When a company in Turkey enters financial distress, the legal risk landscape changes fast. Decisions that would be normal in good times—paying one supplier first, selling assets quickly, taking new orders, borrowing short-term—can become high-risk if insolvency is looming. For foreign-owned companies, this “danger zone” is even more sensitive because documentation gaps, related-party payments, or informal governance can quickly become dispute fuel.
This guide explains director and manager duties in financial distress in Turkey: what the risk triggers are, what behaviors create exposure, and what practical steps management should take to protect the company and themselves before insolvency procedures (bankruptcy or concordat) become inevitable.
1) The “Financial Distress Zone”: When Normal Decisions Become Risky
Financial distress is not only “no cash.” It’s when the company’s obligations and liquidity no longer match in a sustainable way. Typical signs include:
- persistent inability to pay debts on time,
- repeated restructuring of short-term debt just to survive,
- uncontrolled creditor enforcement threats,
- tax/SGK arrears increasing month by month,
- suppliers refusing delivery without upfront payment.
At this stage, the key management duty is structured, documented crisis governance.
2) The Highest-Risk Behaviors (What Management Must Avoid)
A) Preferential Payments and Insider Favoritism
Paying certain creditors first can trigger serious disputes, especially if the paid parties are:
- related entities,
- shareholder-linked suppliers,
- insiders.
Best practice: adopt a transparent payment strategy and document the commercial reason for each major payment.
B) Asset Transfers That Look Like “Value Leakage”
Selling assets quickly can be necessary—but if the sale looks like:
- undervalue pricing,
- related-party sale,
- rushed transfer without documentation,
it can later be attacked.
Best practice: keep valuation evidence, competitive offers if possible, and written approvals.
C) Taking New Obligations When Insolvency Is Obvious
Continuing to sign major contracts, borrow, or guarantee obligations can create allegations of reckless continuation.
Best practice: freeze major new obligations until a restructuring plan is in place.
D) Weak Recordkeeping and Hidden Reality
In distress, every missing record becomes a liability problem:
- missing board/shareholder approvals,
- undocumented loans,
- informal cash movements,
- unclear related-party arrangements.
Best practice: stop informal payments, formalize arrangements, and create a clean evidence file.

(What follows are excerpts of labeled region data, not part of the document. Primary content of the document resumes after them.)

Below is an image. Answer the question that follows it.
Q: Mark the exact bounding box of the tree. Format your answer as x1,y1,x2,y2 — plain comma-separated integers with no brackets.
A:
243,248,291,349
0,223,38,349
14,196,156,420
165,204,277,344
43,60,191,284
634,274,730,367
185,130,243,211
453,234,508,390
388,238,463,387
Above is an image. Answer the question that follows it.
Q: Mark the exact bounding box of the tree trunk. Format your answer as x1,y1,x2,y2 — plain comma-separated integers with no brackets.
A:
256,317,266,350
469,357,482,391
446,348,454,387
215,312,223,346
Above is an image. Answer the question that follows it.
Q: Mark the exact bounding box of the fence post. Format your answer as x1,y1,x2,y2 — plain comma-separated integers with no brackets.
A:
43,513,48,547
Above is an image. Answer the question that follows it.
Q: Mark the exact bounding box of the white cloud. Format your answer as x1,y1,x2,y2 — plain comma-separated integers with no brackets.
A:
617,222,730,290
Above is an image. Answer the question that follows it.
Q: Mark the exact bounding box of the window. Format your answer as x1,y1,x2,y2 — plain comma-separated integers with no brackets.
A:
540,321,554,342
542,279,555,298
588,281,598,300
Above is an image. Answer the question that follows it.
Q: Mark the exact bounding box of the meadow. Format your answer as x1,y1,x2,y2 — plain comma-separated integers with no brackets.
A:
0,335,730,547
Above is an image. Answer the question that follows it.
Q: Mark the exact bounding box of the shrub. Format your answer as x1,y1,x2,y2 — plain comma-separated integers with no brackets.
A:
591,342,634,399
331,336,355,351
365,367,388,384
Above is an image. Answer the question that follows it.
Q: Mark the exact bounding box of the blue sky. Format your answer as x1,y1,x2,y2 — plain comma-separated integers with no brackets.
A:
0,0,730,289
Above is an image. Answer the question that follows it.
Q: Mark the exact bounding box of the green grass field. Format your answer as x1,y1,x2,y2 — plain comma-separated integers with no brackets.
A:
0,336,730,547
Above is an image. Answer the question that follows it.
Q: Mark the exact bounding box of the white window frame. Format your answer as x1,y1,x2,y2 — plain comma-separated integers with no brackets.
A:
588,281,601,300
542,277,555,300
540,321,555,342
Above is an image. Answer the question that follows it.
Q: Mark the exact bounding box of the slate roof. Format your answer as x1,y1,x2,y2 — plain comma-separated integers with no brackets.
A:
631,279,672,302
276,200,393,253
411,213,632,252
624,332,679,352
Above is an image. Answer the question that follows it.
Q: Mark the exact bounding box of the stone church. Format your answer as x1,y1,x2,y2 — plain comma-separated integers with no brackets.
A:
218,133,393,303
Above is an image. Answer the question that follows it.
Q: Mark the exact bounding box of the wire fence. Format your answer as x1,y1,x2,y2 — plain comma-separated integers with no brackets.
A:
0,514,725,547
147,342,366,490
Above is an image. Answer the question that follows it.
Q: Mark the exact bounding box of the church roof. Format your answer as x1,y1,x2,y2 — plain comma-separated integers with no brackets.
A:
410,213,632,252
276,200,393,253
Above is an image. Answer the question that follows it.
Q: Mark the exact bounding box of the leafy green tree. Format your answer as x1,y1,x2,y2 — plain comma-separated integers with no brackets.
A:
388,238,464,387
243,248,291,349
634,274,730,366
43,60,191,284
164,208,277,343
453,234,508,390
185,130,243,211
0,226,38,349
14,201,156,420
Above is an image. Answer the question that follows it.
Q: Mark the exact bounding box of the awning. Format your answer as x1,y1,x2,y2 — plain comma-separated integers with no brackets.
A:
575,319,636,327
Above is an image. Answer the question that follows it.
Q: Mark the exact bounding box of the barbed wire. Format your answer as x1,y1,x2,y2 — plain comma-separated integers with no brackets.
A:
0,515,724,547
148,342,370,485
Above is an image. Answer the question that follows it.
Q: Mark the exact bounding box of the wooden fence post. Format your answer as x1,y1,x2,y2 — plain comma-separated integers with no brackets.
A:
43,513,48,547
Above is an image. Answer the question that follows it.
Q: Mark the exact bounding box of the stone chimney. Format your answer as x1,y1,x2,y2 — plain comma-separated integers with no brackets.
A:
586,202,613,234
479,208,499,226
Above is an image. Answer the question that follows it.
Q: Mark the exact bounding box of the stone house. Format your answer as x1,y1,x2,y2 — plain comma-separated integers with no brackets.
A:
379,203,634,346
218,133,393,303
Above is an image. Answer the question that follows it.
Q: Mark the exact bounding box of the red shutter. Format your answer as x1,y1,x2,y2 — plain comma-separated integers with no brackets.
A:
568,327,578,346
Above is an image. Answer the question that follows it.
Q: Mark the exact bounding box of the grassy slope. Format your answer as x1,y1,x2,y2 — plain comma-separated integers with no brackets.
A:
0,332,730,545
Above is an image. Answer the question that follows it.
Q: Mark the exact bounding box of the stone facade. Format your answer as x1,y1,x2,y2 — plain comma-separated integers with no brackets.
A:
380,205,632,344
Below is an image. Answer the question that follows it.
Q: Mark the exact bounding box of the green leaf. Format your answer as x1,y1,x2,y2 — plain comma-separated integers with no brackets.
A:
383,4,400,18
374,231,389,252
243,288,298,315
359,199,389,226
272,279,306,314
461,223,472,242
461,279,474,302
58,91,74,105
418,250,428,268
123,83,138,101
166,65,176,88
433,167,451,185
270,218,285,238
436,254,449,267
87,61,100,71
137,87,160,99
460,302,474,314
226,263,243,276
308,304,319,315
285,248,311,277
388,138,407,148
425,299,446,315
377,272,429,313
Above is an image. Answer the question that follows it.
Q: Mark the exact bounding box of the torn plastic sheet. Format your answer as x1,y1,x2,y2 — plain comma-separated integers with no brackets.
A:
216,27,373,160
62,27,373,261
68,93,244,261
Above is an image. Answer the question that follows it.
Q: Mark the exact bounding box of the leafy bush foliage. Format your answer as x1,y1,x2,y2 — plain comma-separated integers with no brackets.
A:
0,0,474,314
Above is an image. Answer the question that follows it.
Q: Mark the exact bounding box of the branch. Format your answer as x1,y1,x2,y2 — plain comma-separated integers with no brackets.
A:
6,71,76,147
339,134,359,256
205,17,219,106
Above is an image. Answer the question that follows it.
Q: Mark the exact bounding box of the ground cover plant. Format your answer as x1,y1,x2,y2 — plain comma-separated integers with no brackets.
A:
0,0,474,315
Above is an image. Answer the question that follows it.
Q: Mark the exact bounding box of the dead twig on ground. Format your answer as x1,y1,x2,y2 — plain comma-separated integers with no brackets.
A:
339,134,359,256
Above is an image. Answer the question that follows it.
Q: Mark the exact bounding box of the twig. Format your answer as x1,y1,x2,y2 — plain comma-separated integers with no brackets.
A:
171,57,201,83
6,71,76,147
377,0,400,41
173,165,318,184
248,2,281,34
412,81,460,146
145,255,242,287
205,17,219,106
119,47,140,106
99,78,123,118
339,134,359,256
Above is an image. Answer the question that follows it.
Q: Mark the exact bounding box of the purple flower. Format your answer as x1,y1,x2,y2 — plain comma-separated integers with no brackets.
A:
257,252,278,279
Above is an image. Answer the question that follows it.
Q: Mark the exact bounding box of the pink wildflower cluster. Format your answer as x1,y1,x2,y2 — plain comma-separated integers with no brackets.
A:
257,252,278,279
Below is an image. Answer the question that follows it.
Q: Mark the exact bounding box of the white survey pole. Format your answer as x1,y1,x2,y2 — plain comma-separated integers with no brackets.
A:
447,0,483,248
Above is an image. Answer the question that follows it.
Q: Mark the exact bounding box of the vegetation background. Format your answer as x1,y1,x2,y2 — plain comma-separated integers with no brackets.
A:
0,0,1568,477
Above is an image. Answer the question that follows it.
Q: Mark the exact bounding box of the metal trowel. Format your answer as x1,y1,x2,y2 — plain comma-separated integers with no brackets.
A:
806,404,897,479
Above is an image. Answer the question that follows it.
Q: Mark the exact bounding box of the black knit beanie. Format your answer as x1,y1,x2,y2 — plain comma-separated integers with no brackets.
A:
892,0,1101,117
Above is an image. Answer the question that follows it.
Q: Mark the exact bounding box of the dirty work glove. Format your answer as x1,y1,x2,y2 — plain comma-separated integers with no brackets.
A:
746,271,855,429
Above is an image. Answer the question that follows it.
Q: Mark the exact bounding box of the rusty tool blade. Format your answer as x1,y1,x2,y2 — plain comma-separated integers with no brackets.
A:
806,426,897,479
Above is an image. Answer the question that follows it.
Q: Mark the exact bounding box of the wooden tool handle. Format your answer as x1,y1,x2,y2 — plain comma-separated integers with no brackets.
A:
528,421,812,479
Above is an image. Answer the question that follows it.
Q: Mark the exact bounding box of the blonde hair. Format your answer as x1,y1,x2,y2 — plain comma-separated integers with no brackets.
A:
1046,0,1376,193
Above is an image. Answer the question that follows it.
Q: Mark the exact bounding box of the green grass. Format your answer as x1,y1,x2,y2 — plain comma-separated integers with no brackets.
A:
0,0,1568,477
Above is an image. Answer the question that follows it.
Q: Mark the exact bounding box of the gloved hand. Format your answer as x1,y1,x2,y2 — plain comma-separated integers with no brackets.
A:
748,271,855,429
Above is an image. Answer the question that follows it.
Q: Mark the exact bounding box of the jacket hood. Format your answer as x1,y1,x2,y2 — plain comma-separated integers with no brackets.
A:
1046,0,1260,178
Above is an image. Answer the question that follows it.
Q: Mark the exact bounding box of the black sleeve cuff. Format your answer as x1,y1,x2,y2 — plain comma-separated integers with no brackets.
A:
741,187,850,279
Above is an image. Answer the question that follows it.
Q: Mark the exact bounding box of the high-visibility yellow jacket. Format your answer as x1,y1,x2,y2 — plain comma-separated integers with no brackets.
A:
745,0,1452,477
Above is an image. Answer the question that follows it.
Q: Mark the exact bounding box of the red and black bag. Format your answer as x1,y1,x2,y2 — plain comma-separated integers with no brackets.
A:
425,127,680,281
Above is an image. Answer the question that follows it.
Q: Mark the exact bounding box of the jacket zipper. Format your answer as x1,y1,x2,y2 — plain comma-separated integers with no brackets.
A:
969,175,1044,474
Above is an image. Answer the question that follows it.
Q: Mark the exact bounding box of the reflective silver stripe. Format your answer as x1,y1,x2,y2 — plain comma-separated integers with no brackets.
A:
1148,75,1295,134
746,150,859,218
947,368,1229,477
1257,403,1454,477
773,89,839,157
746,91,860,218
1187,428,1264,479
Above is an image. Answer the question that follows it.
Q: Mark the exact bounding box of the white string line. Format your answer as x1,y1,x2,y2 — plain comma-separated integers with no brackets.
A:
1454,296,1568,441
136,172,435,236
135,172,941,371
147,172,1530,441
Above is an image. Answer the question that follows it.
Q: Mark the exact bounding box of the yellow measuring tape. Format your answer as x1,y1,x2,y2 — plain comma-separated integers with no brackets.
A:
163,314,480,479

3) What Management Should Do Immediately (Practical Crisis Plan)
Step 1: Build a 13-Week Cashflow Forecast
Short-term cash forecasting is the core tool in distress. It helps management decide:
- which payments are critical for survival,
- what creditor negotiations are needed,
- whether concordat is realistic.
Step 2: Implement Emergency Payment Controls
- dual approvals above a threshold,
- no payments without invoice/contract basis,
- centralized control of bank access,
- daily cash reporting.
Step 3: Map Creditors and Prioritize “Business-Critical” Relationships
Create a creditor list:
- amount owed,
- enforcement risk,
- operational impact (supplies, utilities, key tech vendors).
Then negotiate with the critical ones early.
Step 4: Stop Related-Party Value Transfers
Even legitimate intercompany payments become suspicious if not documented. During distress:
- avoid new related-party payments unless essential and documented,
- ensure arm’s length logic,
- obtain approvals and keep evidence.
Step 5: Create a Distress Governance File
Keep a structured archive:
- management/board minutes,
- payment logs and approvals,
- creditor communications,
- asset sale valuations,
- compliance filings.
If a dispute arises later, this file becomes your defense.
4) Choosing the Right Legal Path Early: Restructuring vs Insolvency
Management should evaluate:
- Can the business survive with a payment plan? → concordat may be an option
- Is the business no longer viable? → bankruptcy/liquidation risk becomes central
The earlier management chooses a structured path, the more credibility it has with creditors and the court.
5) Tax and SGK: Don’t Let Compliance Collapse in Distress
A common mistake is treating compliance as “secondary” during a cash crisis. But tax/SGK arrears:
- increase penalties and interest,
- attract enforcement pressure,
- create reputational and operational friction,
- make concordat/banking harder.
Best practice: keep compliance alive—even if payments must be negotiated and structured.
6) Communication Strategy: Creditor Trust Is an Asset
In distress, trust is a currency. Management should:
- communicate early with key creditors,
- provide realistic proposals (not promises),
- document agreements and keep consistent payment behavior.
Chaotic communication makes creditors more aggressive and reduces restructuring options.
FAQ
What is the biggest legal risk for directors/managers in distress in Turkey?
Preferential payments, undervalue asset transfers, and weak documentation are among the most common triggers for disputes and allegations.
Should the company immediately file for concordat?
Not always. Concordat is powerful, but it requires credible financial data and a realistic plan. If preparation is weak, filing too early can fail.
Can strong governance actually help in insolvency disputes?
Yes. Clean records and documented decision-making often determine whether management is seen as responsible or reckless.